L’entreprise est depuis entrée dans une phase d’hyper croissance, avec un marché potentiel énorme et une forte dimension internationale. Leur récente levée de fonds de 20 millions d’euros va sans aucun doute accélérer leur développement : “Nous allons recruter avec l’idée de doubler nos effectifs tous les ans, et renforcer progressivement notre constellation de satellites : nous prévoyons de passer de 3 satellites en orbite actuellement à environ 25 d’ici 2025, ce qui nous permettra de couvrir beaucoup plus de zones simultanément, mais aussi de réduire considérablement l’intervalle de temps entre deux passages sur une même zone” précisent-ils.

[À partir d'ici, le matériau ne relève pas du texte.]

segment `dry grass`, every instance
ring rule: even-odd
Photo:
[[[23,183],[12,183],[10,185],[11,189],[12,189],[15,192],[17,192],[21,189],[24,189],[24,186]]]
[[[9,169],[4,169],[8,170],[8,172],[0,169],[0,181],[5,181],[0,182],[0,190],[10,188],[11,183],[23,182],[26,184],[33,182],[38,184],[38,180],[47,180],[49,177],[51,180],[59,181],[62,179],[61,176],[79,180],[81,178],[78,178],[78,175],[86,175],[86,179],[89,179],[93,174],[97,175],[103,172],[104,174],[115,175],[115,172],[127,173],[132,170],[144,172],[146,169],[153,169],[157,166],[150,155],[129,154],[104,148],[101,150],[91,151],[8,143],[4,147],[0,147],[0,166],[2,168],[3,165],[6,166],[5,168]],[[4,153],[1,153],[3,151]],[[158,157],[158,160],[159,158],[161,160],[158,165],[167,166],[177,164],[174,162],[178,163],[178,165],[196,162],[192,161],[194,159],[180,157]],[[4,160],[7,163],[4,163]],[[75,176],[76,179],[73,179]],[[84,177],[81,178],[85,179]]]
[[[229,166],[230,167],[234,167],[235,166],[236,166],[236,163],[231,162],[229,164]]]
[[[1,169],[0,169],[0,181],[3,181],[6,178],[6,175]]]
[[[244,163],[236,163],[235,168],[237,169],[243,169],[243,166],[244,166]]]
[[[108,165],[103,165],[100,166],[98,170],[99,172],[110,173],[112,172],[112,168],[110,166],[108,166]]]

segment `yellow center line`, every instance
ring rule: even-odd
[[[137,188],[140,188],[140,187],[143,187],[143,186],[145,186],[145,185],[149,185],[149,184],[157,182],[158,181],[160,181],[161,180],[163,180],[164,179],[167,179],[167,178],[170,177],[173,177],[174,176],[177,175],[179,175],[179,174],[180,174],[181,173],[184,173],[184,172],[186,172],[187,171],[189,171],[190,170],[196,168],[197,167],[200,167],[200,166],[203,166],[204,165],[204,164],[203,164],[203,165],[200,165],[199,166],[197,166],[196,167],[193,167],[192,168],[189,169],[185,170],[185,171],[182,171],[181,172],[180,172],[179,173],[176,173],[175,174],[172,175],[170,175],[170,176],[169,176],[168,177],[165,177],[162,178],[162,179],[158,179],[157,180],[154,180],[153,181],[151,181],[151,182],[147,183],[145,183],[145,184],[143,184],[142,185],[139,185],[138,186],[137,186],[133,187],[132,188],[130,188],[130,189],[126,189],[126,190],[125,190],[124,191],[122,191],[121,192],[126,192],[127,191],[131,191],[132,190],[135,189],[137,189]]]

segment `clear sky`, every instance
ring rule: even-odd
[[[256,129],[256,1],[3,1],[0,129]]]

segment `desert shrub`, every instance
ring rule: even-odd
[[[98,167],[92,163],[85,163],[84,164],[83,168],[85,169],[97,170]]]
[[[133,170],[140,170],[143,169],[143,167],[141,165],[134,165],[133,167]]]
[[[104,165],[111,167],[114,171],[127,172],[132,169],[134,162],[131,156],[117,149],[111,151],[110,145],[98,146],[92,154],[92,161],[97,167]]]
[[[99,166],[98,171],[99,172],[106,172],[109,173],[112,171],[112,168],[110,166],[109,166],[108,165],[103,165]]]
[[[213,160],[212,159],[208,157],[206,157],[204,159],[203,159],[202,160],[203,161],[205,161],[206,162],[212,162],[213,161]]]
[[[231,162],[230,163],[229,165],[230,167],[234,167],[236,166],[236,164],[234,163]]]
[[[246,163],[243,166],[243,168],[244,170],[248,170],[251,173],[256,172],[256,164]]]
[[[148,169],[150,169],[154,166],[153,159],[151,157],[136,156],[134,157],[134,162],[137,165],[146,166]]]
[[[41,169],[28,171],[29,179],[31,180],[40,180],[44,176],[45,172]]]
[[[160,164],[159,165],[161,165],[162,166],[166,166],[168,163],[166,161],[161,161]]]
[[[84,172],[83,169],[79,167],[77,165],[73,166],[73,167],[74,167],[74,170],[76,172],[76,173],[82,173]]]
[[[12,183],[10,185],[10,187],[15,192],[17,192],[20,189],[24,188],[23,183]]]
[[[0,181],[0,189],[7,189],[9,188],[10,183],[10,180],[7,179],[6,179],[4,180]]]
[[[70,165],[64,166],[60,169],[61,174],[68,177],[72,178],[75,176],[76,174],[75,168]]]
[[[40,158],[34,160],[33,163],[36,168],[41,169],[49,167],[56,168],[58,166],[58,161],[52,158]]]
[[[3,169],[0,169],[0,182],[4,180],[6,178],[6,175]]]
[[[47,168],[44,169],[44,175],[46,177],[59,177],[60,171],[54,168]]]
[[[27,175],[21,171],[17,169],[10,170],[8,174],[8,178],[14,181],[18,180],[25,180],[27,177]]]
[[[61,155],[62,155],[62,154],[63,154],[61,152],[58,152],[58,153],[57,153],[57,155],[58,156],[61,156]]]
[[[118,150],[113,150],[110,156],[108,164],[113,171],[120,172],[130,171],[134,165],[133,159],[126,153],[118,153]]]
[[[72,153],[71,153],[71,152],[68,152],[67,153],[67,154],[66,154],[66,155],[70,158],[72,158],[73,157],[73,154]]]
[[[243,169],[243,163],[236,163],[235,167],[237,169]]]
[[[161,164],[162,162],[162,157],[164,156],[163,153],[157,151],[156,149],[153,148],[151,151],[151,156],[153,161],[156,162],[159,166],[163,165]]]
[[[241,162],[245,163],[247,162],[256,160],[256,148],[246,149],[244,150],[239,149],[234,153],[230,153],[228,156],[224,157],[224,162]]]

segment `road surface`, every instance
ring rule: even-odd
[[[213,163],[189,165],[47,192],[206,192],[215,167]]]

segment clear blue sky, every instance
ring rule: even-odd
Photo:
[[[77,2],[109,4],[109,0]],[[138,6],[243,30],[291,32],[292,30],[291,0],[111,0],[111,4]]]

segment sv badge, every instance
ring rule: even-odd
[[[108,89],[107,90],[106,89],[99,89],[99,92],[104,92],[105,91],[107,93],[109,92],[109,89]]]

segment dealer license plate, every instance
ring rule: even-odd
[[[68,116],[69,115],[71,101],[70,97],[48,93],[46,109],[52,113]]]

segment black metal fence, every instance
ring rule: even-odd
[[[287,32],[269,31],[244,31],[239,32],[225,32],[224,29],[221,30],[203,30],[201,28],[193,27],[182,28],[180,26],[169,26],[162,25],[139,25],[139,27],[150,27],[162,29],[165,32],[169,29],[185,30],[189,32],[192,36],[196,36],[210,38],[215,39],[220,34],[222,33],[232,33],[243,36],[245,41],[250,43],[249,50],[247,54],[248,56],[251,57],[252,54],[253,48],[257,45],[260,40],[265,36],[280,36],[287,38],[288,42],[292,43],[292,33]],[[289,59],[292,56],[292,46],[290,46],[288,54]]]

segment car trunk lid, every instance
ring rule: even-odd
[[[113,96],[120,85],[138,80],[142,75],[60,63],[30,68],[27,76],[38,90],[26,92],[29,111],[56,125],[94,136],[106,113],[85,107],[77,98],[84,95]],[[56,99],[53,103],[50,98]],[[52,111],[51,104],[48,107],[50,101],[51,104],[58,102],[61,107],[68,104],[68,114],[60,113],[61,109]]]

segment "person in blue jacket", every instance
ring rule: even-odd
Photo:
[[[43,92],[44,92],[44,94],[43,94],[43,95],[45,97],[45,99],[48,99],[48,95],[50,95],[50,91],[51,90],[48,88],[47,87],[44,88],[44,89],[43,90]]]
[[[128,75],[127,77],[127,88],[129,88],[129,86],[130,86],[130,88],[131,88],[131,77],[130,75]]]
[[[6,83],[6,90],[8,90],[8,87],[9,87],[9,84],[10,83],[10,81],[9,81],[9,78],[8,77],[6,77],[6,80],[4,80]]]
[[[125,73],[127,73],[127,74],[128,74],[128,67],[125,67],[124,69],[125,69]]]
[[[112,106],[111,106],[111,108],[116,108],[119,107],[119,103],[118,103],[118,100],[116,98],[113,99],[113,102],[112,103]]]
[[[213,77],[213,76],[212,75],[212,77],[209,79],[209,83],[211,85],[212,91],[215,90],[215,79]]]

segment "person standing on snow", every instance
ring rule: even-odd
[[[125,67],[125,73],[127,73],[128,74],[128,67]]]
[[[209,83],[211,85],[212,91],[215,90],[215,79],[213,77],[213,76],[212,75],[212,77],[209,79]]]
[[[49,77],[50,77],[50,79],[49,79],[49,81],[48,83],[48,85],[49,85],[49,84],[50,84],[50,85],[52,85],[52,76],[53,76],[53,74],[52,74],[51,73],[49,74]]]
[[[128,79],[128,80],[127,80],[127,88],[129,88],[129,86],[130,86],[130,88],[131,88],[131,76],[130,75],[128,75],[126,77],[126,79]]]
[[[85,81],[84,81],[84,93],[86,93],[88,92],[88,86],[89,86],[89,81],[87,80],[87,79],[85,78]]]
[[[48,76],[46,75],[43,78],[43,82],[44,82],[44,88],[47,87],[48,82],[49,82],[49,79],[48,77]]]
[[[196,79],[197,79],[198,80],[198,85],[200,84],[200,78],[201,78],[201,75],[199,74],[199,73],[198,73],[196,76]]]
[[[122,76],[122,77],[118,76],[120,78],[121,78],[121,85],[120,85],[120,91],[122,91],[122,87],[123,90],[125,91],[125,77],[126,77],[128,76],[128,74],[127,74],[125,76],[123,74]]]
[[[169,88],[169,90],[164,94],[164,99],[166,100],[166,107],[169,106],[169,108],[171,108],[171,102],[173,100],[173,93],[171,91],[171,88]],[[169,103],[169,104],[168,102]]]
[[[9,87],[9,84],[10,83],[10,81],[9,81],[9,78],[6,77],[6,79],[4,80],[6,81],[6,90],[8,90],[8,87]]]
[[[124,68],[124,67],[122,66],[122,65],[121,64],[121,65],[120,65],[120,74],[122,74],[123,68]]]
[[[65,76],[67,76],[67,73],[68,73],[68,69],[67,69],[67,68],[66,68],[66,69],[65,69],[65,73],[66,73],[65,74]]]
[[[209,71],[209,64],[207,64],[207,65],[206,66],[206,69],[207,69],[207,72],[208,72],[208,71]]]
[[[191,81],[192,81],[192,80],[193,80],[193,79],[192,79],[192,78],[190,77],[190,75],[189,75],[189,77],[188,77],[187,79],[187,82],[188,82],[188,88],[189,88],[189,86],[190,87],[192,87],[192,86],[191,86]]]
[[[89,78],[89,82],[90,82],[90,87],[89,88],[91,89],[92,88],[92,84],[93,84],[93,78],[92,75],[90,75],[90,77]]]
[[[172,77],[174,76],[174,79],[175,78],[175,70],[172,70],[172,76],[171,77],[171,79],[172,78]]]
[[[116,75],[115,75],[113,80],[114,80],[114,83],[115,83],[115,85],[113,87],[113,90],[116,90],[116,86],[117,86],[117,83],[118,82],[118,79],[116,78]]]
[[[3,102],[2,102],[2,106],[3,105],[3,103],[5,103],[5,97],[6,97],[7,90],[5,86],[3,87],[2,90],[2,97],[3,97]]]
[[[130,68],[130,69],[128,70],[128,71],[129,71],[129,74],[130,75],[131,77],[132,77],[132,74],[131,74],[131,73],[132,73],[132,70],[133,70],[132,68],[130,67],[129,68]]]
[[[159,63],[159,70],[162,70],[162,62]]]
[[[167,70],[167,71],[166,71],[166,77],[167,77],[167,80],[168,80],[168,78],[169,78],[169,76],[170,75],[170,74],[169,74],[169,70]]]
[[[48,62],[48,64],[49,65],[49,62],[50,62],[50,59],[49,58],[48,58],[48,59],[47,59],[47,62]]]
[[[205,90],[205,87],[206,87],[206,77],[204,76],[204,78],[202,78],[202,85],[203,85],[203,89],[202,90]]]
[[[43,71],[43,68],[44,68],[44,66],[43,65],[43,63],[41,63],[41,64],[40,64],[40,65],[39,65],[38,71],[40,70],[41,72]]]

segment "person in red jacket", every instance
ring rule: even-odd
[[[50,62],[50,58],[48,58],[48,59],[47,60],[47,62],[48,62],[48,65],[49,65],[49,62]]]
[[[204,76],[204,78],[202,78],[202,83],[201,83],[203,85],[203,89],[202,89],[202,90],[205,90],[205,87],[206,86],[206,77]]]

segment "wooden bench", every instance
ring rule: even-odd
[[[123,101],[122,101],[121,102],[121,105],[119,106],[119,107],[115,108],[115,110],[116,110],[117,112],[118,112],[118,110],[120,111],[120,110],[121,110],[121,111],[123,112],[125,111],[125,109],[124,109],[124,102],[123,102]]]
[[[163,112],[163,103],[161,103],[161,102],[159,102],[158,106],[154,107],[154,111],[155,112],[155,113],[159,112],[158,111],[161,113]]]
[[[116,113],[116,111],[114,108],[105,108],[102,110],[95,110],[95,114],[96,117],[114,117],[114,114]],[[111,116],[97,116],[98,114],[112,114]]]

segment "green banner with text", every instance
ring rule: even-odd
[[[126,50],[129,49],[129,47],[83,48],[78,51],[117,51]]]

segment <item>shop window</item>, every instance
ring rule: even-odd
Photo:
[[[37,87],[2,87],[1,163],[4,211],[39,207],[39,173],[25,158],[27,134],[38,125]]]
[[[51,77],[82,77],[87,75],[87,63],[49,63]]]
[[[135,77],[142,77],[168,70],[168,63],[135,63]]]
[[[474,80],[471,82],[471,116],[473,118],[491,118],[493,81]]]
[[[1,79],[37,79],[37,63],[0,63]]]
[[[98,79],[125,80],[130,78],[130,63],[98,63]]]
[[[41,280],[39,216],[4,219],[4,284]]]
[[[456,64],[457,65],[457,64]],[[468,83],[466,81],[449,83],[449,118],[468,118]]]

Les satellites d’Unseenlabs ont une durée de vie comprise entre 5 et 10 ans. Pour autant, comme nous l’expliquent les entrepreneurs, pas question de produire des déchets dans l’espace. “Le problème grandissant de l’accumulation des déchets en orbite fait évidemment partie de nos préoccupations mais nous nous conformons à la loi française relative aux opérations spatiales qui est l’une des plus avancées en la matière. Concrètement l’orbite basse et la petite taille de nos satellites ainsi que les matériaux utilisés garantissent à terme une rentrée atmosphérique qui les consumera entièrement sans produire de déchets”.

Innover en France

Si le secteur spatial européen contribue positivement à l’équilibre économique et à la balance commerciale européennes et que le plan France Relance est renforcé d’un volet spatial, les financements qui y sont dédiés vont en priorité aux gros acteurs du secteur. Or, ce sont bien les PME qui produisent de l’innovation, de la croissance et des emplois, particulièrement dans la deeptech. Suivant l’expérience des frères Galic, “les premières phases de création d’une entreprise technologique sont très bien accompagnées en France, c’est la phase intermédiaire entre TPE et PME qui est délicate”. Les entrepreneurs déplorent un manque de vision stratégique à l’échelle nationale, qui privilégie trop la subvention au lieu d’attribuer des contrats.

Certains réflexes français agissent aussi au détriment des projets ambitieux à vocation stratégique, puisque ces derniers sont souvent chapeautés par de grands groupes, ce qui peut constituer un frein à l’innovation et à l’agilité, plus naturelle chez les PME technologiques. Comme en témoignent les frères Galic : “En France un grand risque est de se faire absorber très tôt par les grands groupes historiques, il est donc primordial de parvenir à se développer de manière autonome, de travailler discrètement en se protégeant de l’écosystème industriel jusqu’à la sortie d’un service ou produit opérationnel”. Une ligne directrice qui a en tout cas réussi pour Unseenlabs, qui a fait son nom dans le secteur et auprès des décideurs français.